Joeri Johannes Schroijen (born 18 January 1991), anglicised to Schroyen, is a Dutch professional footballer who plays as a left winger for Wezel Sport.

==Career==
Schroyen took his first steps in professional football in the PSV youth academy. After a few seasons he moved to FC Eindhoven. He then joined Fortuna Sittard, where he also made his senior debut. That was on 24 September 2010, when the Limburgish team lost 2–1 at home to FC Volendam. Schroyen made an appearance as a starter. A left back during his early career, he scored his first goal on 30 October 2010, at home against Veendam. The following season he scored once again, this time against FC Den Bosch. On 16 November 2012, Schroyen made his 50th appearance for Fortuna, at home against Sparta Rotterdam (3–1 loss).

On 3 June 2013, Schroyen signed a contract with the recently promoted Eredivisie club Go Ahead Eagles for two years, with an option for a third year. However, he was mostly a reserve on the team. In January 2014, he was signed on a one-and-a-half-year contract by VVV-Venlo, of which the first six months were on a loan.
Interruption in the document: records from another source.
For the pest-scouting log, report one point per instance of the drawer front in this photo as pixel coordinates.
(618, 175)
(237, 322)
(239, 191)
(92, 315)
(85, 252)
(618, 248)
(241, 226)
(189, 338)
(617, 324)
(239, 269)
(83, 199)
On 24 January 2014, he made his debut for the Venlo club; when they won 1–0 away against Willem II. Schroyen came on as a substitute for Randy Wolters in the second half. In January 2015, Schroyen returned to Fortuna in a trade deal with Ramon Voorn, who had a disagreement with head coach Peter van Vossen.

Schroyen made signed with MVV Maastricht as a free agent in the summer of 2016. There, he signed a two-year contract extension in June 2019.

On 2 February 2021, Schroyen signed with Greek club Xanthi on a one-and-a-half-year deal.

He returned to VVV-Venlo in July 2021 on a two-year contract, with an option of an additional year. The following year, on 7 July 2022, Schroyen joined Willem II.

On 1 September 2023, Schroyen moved to Helmond Sport. He left the club at the end of the season.